I went to see the National Theatre of London's production of Alan Bennett's new play The Habit of Art, as it was screened live to hundreds of movie theatres around the world. What a terrific idea this is - and it completely works on a big screen. You are still seeing a live performance in a packed house, with some of the best actors in the world (and close-up so you can see every nuance and twitch in their faces), and you don't have to wait years until the play finally hits your city. And it was a terrific and immensely enjoyable production set during a play rehearsal of an imagined meeting between an elderly W.H. Auden and Benjamin Britten, years after they worked on a failed opera together. The acting was superb, the writing witty and insightful about poetry, music, and of course the theatre, and I didn't have to get on a plane. Just before the play began, the audience was treated to some snippets of a documentary that will be airing in Britain in the fall about the friendship between these two artists.

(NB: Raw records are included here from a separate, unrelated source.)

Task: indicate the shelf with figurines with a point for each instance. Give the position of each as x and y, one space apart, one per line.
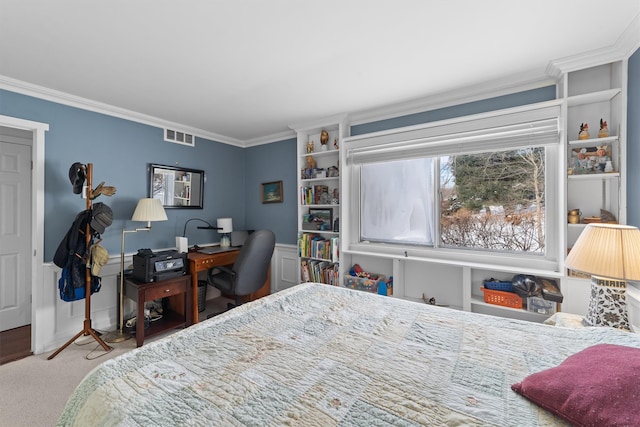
592 156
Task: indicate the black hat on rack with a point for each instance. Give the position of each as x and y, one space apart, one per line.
76 176
101 217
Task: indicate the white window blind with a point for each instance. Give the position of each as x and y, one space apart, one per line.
531 127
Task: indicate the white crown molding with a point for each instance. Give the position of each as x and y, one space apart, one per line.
59 97
463 95
321 122
623 48
276 137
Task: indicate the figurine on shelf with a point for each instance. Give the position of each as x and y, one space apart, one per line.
602 158
324 139
584 131
604 129
311 163
310 147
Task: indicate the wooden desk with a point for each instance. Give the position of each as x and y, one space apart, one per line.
202 262
177 313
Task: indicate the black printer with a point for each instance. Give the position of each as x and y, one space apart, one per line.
149 266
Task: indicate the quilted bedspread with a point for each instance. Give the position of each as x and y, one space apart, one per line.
320 355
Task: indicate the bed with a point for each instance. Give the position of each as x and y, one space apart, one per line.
321 355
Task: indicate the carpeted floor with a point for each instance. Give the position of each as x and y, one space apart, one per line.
34 390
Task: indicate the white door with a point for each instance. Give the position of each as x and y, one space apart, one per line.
15 228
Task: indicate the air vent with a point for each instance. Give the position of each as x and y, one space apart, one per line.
179 137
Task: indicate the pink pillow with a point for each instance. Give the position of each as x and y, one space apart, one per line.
599 386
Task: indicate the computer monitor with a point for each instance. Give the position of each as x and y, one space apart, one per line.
239 236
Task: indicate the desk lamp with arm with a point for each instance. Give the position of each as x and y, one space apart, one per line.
147 210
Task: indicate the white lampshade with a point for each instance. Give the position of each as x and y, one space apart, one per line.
225 225
149 210
607 250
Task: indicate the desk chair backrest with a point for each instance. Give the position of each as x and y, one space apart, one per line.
252 264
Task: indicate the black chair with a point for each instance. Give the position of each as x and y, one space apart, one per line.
249 271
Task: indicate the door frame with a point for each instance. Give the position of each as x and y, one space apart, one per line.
37 220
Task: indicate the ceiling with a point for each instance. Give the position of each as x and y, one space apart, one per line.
244 70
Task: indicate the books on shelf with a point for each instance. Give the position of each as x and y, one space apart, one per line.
312 195
314 245
319 271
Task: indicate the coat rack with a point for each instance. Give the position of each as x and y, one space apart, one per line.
87 329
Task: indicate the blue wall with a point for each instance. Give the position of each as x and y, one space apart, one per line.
268 163
120 151
633 141
483 106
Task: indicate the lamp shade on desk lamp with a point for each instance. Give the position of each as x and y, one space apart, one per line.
611 254
149 210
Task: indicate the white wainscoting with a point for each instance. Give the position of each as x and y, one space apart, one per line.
283 267
57 321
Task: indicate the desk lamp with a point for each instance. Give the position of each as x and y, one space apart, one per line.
611 254
147 210
225 228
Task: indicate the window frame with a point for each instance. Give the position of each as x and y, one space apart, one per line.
436 139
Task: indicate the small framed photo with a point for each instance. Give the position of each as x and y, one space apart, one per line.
323 218
272 192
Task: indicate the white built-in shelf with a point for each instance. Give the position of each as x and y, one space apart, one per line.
592 142
318 154
594 176
329 178
590 98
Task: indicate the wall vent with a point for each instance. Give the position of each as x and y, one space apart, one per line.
179 137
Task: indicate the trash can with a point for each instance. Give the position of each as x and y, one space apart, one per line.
202 295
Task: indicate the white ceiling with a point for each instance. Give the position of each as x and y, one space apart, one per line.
246 69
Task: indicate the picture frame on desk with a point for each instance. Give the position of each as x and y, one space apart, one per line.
271 192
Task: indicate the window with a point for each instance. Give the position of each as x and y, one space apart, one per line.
494 201
482 184
397 201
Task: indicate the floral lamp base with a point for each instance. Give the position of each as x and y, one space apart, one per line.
608 305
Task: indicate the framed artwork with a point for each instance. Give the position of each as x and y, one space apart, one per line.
322 217
272 192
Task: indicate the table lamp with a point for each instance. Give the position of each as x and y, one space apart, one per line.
611 254
147 210
225 228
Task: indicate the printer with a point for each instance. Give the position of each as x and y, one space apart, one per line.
149 266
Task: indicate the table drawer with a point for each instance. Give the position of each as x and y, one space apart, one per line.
223 258
166 290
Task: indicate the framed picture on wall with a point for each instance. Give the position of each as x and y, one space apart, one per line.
272 192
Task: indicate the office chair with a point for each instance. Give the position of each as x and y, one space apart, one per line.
249 271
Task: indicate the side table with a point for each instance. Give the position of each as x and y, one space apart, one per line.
177 311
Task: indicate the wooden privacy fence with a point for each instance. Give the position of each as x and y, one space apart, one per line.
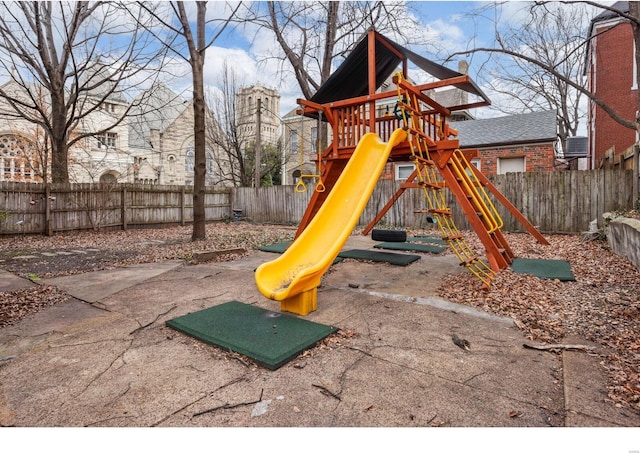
556 202
47 208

They quoted from a poem of Auden's that completely circles back to Bill McKibben. It's called "Doggerel by a Senior Citizen" and its first stanza goes like this:
Our earth in 1969
Is not the planet I call mine
The world, I mean, that gives me strength
To hold off chaos at arm's length.
I'll be reading some more Auden tonight and I'll be buying myself a copy of Bennett's play very soon. The next live performance in this series will be shown on June 28th when the National Theatre's production of Dion Boucicault's London Assurance will be filmed. This stars one of my all time favourite British actors Simon Russell Beale, along with Fiona Shaw and Richard Briers. I can't wait.